Force ouvrière ne participera à aucun des rassemblements, pas plus que Solidaires.

"Sur l'assurance chômage, il n'y a pas l'épaisseur d'une feuille de papier à cigarette entre la CGT et la CFDT. Mais ça donne deux rassemblements", se désole Eric Beynel, porte-parole de Solidaires.

"On aurait pu s'unir", reconnaît Philippe Louis, le président de la CFTC, "très fâché contre la réforme qui va taper sur les précaires". Les syndicats sont particulièrement critiques du durcissement de quatre à six mois de travail pour l'ouverture des droits. 

Rejoignant la CGT, il considère que cette réforme va à l'encontre du discours tenu à Genève par Emmanuel Macron à l'occasion du centenaire de l'Organisation internationale du travail, le 11 juin, où le président a dénoncé les dérives d'un "capitalisme devenu fou".

- "Convergence des luttes" -

"Mais on ne veut pas de convergence des luttes: la CGT est contre toutes les réformes, pas nous. Nous sommes pour la réforme des retraites, pas eux. Nous étions aussi prêts à faire une réforme de l'assurance chômage", explique-t-il.

Une position que ne partage pas François Hommeril. "Chacun a sa culture et sa façon d'agir, mais on peut travailler à une convergence des luttes", estime le président de la CFE-CGC, la centrale des cadres. Mi-juin, elle a d'ailleurs lancé une pétition avec la CGT cadres contre la dégressivité des allocations pour les chômeurs qui avaient un revenu de travail supérieur à 4.500 euros.

Les numéros uns sont "en train de travailler à une mobilisation commune. On se téléphone, on se voit. En deux jours, j'ai rarement eu autant de contacts avec les numéros uns", sourit le dirigeant syndical.

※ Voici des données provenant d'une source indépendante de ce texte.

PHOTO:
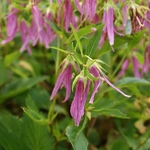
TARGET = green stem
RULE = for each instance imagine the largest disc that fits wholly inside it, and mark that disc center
(141, 144)
(119, 65)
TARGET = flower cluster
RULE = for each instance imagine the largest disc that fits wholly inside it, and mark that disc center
(82, 82)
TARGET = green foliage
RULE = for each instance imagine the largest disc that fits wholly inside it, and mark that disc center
(93, 42)
(23, 134)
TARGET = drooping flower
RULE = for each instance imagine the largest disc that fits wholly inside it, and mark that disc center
(96, 71)
(12, 25)
(69, 15)
(136, 67)
(87, 8)
(25, 35)
(124, 13)
(63, 80)
(147, 20)
(78, 103)
(108, 30)
(124, 68)
(41, 29)
(146, 65)
(96, 74)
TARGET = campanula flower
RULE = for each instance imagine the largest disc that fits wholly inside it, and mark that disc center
(87, 8)
(64, 80)
(12, 25)
(78, 103)
(108, 30)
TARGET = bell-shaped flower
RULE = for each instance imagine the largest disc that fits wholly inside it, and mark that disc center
(78, 103)
(136, 67)
(123, 68)
(146, 65)
(25, 35)
(108, 30)
(12, 25)
(96, 74)
(110, 84)
(88, 8)
(147, 20)
(63, 80)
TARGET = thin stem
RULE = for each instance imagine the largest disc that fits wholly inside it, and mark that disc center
(119, 65)
(91, 126)
(141, 144)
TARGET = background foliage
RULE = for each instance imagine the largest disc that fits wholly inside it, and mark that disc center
(30, 121)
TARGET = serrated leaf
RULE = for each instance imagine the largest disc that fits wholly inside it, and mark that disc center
(54, 27)
(93, 42)
(36, 116)
(111, 113)
(78, 141)
(132, 81)
(82, 32)
(19, 86)
(23, 134)
(77, 39)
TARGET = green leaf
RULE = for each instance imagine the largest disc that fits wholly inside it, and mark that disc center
(36, 116)
(82, 32)
(23, 134)
(129, 134)
(77, 39)
(33, 113)
(93, 42)
(78, 141)
(132, 81)
(18, 86)
(111, 113)
(54, 27)
(36, 136)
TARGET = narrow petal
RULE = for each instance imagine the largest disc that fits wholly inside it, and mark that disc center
(124, 68)
(95, 72)
(58, 84)
(109, 83)
(136, 67)
(77, 106)
(67, 82)
(110, 25)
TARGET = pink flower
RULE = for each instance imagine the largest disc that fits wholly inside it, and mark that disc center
(125, 13)
(124, 68)
(96, 74)
(108, 30)
(146, 22)
(25, 35)
(136, 66)
(146, 65)
(69, 15)
(88, 8)
(64, 80)
(78, 103)
(12, 25)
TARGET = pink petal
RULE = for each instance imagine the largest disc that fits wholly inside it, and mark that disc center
(95, 72)
(108, 82)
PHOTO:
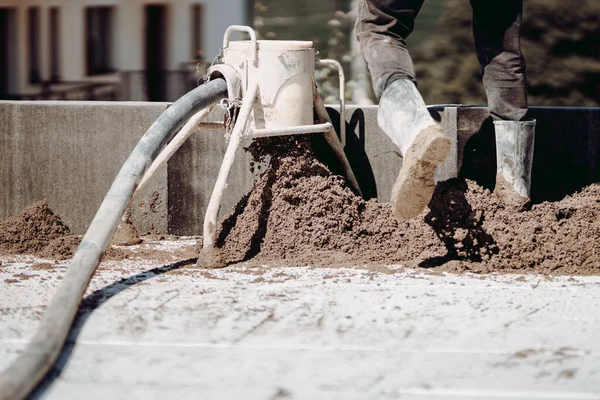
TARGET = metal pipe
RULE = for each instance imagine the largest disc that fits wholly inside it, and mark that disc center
(35, 361)
(332, 139)
(290, 130)
(342, 83)
(210, 219)
(175, 144)
(249, 31)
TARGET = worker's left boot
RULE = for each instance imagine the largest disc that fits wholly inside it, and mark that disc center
(514, 157)
(405, 119)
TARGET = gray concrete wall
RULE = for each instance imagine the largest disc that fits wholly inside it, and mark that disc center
(69, 153)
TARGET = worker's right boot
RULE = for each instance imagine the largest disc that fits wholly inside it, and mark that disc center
(514, 158)
(404, 118)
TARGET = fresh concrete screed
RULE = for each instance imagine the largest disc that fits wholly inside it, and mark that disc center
(150, 329)
(304, 333)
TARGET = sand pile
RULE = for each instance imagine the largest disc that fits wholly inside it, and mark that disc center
(300, 213)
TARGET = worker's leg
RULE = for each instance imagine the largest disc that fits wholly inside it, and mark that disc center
(497, 29)
(382, 27)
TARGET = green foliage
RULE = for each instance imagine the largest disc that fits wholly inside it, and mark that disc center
(561, 43)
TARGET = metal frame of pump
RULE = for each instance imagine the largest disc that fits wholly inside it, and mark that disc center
(242, 131)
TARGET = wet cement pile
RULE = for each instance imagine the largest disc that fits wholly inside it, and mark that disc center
(300, 213)
(37, 230)
(31, 230)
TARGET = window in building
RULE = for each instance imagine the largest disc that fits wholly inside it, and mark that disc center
(54, 44)
(98, 40)
(33, 38)
(197, 19)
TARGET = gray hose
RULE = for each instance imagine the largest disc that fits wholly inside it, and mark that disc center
(31, 366)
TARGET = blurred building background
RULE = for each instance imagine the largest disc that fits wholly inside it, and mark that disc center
(109, 49)
(561, 43)
(148, 49)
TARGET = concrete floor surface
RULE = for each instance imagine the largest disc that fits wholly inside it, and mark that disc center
(161, 330)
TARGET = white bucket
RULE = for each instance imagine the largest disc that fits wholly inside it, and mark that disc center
(284, 70)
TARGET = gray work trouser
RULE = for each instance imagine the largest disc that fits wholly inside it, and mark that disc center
(383, 25)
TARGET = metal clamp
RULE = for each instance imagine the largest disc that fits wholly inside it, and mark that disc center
(249, 31)
(342, 76)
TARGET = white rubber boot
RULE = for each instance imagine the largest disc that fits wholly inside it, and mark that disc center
(404, 118)
(514, 157)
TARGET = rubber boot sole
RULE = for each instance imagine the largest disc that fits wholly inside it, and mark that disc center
(415, 183)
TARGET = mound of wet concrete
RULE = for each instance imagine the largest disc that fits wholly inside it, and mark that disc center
(299, 213)
(31, 230)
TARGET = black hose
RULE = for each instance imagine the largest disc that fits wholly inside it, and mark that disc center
(22, 376)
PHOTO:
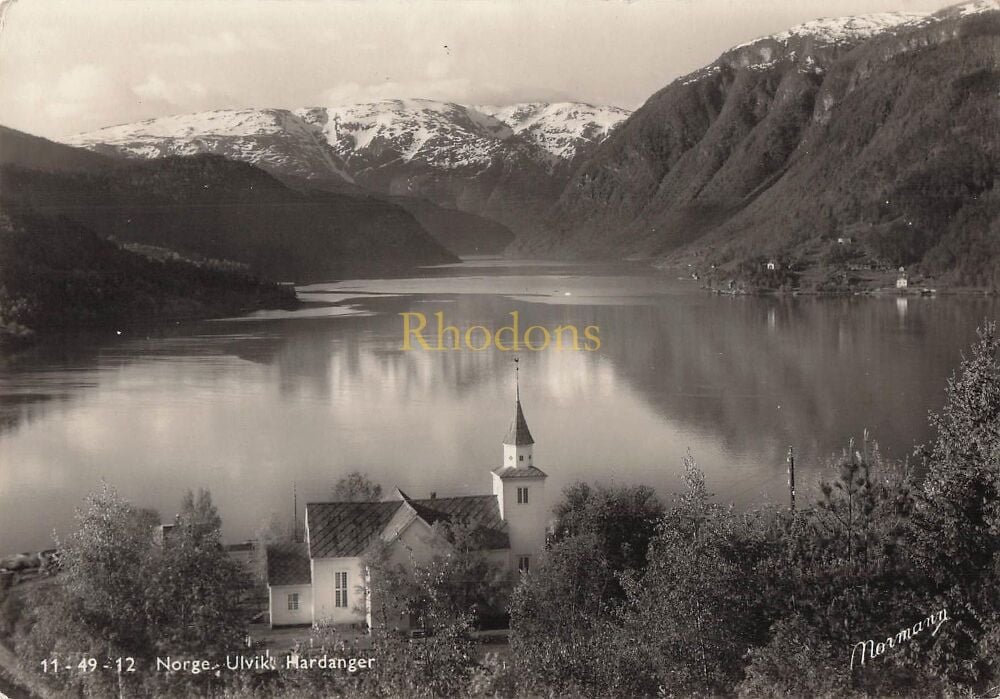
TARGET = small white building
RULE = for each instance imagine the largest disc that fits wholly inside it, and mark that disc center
(902, 282)
(324, 580)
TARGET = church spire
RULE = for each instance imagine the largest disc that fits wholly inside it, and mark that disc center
(518, 434)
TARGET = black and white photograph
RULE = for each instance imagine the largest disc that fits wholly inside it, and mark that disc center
(499, 349)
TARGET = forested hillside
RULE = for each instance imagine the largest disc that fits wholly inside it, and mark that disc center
(887, 137)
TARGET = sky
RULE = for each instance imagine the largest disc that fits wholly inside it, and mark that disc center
(68, 66)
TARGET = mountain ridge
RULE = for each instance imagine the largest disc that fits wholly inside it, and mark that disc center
(778, 150)
(506, 164)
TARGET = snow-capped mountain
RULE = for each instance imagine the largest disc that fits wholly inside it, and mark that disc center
(881, 128)
(273, 139)
(320, 141)
(504, 162)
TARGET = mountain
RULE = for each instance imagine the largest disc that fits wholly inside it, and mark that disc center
(210, 207)
(508, 164)
(882, 130)
(56, 275)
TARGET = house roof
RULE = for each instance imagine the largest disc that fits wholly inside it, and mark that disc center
(347, 528)
(520, 472)
(518, 434)
(288, 564)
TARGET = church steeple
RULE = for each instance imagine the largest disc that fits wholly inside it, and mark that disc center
(518, 434)
(520, 489)
(517, 444)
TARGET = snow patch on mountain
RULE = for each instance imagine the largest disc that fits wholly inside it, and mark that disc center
(274, 139)
(839, 30)
(558, 128)
(441, 133)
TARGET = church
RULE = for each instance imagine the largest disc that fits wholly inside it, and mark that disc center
(323, 579)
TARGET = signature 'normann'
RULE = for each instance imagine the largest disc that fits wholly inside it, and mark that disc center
(870, 649)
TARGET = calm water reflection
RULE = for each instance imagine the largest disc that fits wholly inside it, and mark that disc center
(245, 407)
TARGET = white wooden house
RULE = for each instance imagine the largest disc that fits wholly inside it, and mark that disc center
(324, 580)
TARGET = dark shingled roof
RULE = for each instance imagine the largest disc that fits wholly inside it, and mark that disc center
(518, 434)
(520, 472)
(288, 564)
(347, 528)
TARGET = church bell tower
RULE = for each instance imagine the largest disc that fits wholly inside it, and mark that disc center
(520, 488)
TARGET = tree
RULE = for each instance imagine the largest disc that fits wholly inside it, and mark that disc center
(96, 608)
(193, 594)
(622, 518)
(119, 595)
(957, 521)
(357, 487)
(696, 608)
(841, 572)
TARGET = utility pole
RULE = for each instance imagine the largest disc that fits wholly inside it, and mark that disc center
(791, 479)
(295, 514)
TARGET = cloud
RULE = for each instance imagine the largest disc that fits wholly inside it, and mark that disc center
(181, 93)
(459, 90)
(224, 43)
(75, 93)
(452, 89)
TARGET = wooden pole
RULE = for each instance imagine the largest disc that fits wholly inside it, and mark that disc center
(791, 479)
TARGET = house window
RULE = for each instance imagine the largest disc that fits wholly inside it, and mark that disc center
(340, 589)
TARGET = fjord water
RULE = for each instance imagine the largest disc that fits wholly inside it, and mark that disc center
(246, 407)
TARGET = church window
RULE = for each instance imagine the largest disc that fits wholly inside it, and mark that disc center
(340, 589)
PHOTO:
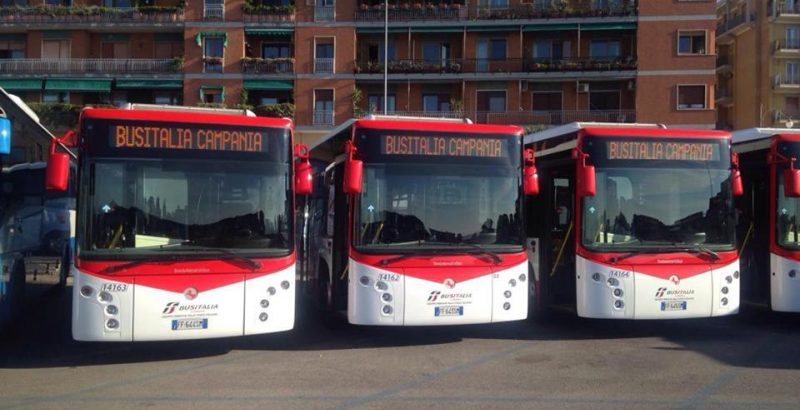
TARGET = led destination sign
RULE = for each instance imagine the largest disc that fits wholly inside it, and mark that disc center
(662, 150)
(185, 138)
(443, 146)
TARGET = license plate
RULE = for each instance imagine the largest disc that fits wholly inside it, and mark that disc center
(449, 311)
(189, 324)
(669, 306)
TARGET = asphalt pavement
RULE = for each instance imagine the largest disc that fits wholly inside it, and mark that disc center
(745, 361)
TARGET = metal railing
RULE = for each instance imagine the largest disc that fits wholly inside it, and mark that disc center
(322, 117)
(787, 44)
(268, 66)
(508, 65)
(733, 22)
(89, 14)
(407, 12)
(324, 13)
(323, 65)
(88, 65)
(555, 117)
(213, 11)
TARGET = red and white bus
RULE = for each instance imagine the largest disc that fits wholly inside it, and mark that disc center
(768, 225)
(419, 222)
(634, 221)
(184, 225)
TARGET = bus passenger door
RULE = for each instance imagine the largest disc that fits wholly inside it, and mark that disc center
(557, 259)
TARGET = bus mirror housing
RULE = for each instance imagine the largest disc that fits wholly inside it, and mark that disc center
(588, 186)
(530, 177)
(791, 183)
(57, 170)
(303, 172)
(353, 175)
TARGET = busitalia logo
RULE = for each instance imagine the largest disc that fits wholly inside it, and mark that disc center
(171, 306)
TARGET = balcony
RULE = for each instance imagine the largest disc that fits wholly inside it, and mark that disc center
(463, 65)
(261, 14)
(17, 15)
(734, 26)
(268, 66)
(89, 66)
(552, 118)
(323, 118)
(324, 13)
(417, 12)
(323, 66)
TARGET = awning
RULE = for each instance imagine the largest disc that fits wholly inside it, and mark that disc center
(21, 85)
(437, 29)
(269, 31)
(490, 29)
(550, 27)
(379, 30)
(268, 85)
(608, 26)
(78, 85)
(158, 84)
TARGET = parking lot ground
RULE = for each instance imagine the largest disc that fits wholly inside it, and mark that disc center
(746, 361)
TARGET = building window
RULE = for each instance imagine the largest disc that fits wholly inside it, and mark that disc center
(56, 97)
(323, 56)
(213, 53)
(436, 103)
(691, 97)
(375, 102)
(604, 49)
(11, 50)
(691, 42)
(323, 107)
(212, 95)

Optimiste, il voit dans le rassemblement "symbolique" de mardi un "point de départ" à d'autres formes d'action "nouvelles". "Ce sera de notre responsabilité si on n'y arrive pas. Les +gilets jaunes" ont créé une réalité que nous ne pouvons pas ignorer", dit-il.

Solidaires a envoyé mardi une lettre à toutes les organisations syndicales pour les inviter à "échanger". Et "dépasser les divisions" qui "n'incitent pas le gouvernement à ralentir ou changer de pied", souligne M. Beynel. "Nous devons nous poser une question: est-ce que les divisions profitent au monde du travail?", ajoute-t-il.

"Il faut analyser ce qu'on a pu faire au cours des deux dernières années et arrêter une stratégie commune", invite Eric Beynel. Lui aussi a les "gilets jaunes" en tête: "si on continue dans la division, il y aura encore des mouvements à côté des syndicats".